The literature of Mesopotamia is one of its finest cultural achievements. Though there are many modern anthologies and chrestomathies (compilations of useful learning), with translations and paraphrases of Mesopotamian literature, as well as attempts to write its history, it cannot truly be said that “cuneiform literature” has been resurrected to the extent that it deserves.
However, ‘cuneiform literature’ had not been resurrected to the extent it deserves. There were many reasons for it. The main reason was the inadequate knowledge of the languages and the insufficient acquaintance with the vocabulary.
A further reason is the inadequate knowledge of the languages :insufficient acquaintance with the vocabulary and, in Sumerian, major difficulties with the grammar. Consequently, another generation of Assyriologists will pass before the great myths, epics, lamentations, hymns, “law codes,” wisdom literature, and pedagogical treatises can be presented to the reader in such a way that he can fully appreciate the high level of literary creativity of those times.
The Gilgamesh Epic of ancient Mesopotamia began as at least five Sumerian stories detailing Gilgamesh’s adventures: Gilgamesh and Akka; Gilgamesh and Humbaba (two version); Gilgamesh and the Bull of Heaven; Gilgamesh, Enkidu and the Netherworld; Death of Gilgamesh. Sometime in the Old Babylonian period, the five Sumerian stories were translated into a literary Akkadian dialect but still remained as episodic noncanonical stories. While mere fragments of the Sumerian originals have been found, Akkadian translations have been found of the latter four stories; likely more existed but await discovery.
Translation styles have varied from a literal word-for-word correspondence following the word order of the original, to a poetic paraphrase flowing through lacunae. The two main works which were sufficiently preserved to be translatable from the early days were the Epic of Creation and the Epic of Gilgamesh.

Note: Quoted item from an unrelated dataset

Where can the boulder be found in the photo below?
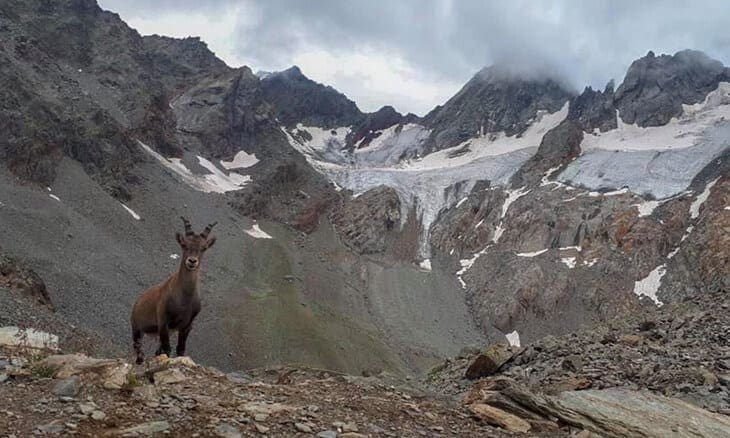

In fact the former is written in an archaic style, whereas the latter is more colloquial, but this is seldom apparent in translation. Stephen Langdon’s 1923 translation of the Epic of Creation was fluent, but he included such archaic usages as ‘verily not shall we sleep’, feeling, as many translators did, that such ancient literature should be translated in a manner that alluded to its great antiquity.
Mesopotamian literature originated with the Sumerians, whose earliest known written records are from the middle of the 4th millennium B.C. It constitutes the oldest known literature in the world.; moreover, inner criteria indicate that a long oral literarytradition preceded, and probably coexisted with, the setting down of its songs and its writing.